A central concern raised by the authors is the lack of standardised national guidance in the UK for managing methylene blue extravasation specifically in the surgical context. While general extravasation protocols exist for chemotherapy agents, no equivalent framework addresses this dye in parathyroid surgery. This gap means clinical teams may respond inconsistently, potentially delaying appropriate care.
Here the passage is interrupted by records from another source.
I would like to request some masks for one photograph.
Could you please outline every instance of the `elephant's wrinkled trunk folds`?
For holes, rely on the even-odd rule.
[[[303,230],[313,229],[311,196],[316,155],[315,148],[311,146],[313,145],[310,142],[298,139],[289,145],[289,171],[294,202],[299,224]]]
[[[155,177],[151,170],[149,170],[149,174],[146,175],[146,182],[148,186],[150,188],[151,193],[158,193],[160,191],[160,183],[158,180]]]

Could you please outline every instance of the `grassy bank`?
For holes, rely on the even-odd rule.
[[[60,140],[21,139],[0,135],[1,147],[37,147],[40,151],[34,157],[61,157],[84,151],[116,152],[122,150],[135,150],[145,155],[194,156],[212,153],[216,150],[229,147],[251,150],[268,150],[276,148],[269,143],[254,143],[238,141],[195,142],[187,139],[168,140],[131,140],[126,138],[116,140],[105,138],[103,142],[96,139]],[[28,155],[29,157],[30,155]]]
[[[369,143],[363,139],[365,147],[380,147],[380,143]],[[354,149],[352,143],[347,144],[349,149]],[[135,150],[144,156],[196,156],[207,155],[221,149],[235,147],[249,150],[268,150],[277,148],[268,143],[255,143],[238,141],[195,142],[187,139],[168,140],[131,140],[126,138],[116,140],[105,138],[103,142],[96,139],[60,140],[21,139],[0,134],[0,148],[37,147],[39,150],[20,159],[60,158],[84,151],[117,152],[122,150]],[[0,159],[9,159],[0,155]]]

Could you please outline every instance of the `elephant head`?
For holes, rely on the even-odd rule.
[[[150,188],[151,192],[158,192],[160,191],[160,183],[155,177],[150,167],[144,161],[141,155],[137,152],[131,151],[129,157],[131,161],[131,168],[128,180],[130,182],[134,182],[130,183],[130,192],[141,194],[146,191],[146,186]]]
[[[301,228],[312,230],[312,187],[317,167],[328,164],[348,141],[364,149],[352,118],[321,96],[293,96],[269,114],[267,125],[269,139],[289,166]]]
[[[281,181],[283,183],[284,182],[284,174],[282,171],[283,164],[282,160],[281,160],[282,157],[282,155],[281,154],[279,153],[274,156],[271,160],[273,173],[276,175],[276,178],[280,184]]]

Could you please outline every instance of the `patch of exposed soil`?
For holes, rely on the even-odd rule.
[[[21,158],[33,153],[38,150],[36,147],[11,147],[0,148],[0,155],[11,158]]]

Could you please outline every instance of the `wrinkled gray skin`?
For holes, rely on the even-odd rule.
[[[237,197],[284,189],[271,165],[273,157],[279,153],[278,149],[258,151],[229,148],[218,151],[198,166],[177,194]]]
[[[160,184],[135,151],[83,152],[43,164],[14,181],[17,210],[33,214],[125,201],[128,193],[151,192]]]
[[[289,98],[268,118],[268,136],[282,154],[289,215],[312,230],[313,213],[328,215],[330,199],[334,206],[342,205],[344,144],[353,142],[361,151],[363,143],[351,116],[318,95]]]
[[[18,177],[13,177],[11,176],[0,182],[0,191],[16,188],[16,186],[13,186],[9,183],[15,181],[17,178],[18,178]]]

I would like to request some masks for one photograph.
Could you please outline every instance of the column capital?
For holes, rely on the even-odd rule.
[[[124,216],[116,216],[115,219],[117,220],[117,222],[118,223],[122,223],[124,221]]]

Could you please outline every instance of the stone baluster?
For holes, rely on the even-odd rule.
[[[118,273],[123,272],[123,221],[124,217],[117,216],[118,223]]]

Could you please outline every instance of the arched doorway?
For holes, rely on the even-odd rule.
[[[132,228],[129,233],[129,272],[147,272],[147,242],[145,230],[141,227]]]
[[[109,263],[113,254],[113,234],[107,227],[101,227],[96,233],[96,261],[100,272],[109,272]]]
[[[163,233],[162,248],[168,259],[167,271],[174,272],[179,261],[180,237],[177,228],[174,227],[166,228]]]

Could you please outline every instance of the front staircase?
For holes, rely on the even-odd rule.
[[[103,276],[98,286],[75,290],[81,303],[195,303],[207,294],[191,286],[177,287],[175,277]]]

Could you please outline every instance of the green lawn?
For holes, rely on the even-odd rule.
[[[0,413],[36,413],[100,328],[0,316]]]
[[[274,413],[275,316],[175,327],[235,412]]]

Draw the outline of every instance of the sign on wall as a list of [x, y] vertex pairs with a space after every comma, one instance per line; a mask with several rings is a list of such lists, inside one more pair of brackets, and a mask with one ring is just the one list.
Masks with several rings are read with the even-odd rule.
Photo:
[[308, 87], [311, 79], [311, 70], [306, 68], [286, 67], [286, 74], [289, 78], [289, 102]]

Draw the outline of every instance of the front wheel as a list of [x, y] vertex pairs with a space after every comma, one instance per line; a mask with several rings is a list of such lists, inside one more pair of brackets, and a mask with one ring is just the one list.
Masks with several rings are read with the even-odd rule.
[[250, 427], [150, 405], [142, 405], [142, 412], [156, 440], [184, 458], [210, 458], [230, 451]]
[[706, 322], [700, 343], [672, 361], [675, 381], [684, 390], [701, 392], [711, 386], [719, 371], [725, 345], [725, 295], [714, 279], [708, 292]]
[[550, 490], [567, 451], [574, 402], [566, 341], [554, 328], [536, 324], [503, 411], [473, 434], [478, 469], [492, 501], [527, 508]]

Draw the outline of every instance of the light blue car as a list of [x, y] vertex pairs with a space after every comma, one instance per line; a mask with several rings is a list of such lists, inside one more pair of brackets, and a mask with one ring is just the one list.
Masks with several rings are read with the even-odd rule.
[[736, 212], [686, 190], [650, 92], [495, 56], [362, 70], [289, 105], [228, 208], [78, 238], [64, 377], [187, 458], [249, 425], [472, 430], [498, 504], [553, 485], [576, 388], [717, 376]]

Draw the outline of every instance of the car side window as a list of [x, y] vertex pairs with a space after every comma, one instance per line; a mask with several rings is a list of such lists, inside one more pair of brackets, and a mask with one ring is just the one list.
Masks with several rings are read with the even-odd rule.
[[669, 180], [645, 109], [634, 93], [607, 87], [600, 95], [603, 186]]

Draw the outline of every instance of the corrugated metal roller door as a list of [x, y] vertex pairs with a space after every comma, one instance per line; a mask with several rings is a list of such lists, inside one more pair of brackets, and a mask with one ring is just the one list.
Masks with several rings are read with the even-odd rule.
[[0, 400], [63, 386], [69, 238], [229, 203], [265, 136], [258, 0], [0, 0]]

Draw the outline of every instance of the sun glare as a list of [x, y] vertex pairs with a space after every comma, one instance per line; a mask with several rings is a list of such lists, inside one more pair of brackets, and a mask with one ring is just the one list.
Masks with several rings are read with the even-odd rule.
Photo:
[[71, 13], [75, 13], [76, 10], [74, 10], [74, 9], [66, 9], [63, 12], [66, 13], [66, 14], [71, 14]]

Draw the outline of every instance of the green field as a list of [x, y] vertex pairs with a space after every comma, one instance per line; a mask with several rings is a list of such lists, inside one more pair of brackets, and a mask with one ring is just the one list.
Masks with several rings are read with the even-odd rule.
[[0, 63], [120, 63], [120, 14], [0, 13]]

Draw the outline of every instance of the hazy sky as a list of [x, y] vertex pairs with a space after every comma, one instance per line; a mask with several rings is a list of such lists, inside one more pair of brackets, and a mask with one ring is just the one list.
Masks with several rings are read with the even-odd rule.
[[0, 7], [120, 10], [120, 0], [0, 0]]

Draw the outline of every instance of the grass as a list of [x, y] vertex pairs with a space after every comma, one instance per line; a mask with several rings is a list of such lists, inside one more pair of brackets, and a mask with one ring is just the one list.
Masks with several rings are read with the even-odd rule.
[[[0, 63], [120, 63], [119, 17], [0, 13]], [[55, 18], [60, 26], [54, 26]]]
The authors advocate for the development of clear, evidence-based protocols that outline steps for immediate management — including elevation, aspiration, hyaluronidase use if appropriate, and specialist referral thresholds — to ensure patient safety and optimise outcomes when this complication arises.

Key Findings

  • Methylene blue extravasated into a patient's hand and forearm during routine parathyroidectomy at a UK NHS Trust.
  • The case was managed clinically, with monitoring for tissue necrosis and compartment syndrome.
  • Comparison with published literature confirms methylene blue extravasation is rare but potentially injurious.
  • No standardised national UK guidance currently exists for managing methylene blue extravasation in surgery.
  • Authors call for formal protocols to ensure consistent, safe clinical response to this complication.

Methodology

This is a single-centre case report describing one patient's perioperative experience at Surrey and Sussex NHS Trust. The authors supplement the case narrative with a review of comparable published cases to contextualise management decisions. No comparative cohort or control group is included.

Study Limitations

As a single case report, findings cannot be generalised and represent only one clinical scenario and management approach. The full text was unavailable in XML form, limiting detailed extraction of clinical data, dosing, and outcome metrics. Evidence base for optimal management of methylene blue extravasation remains limited to small case series and anecdotal reports.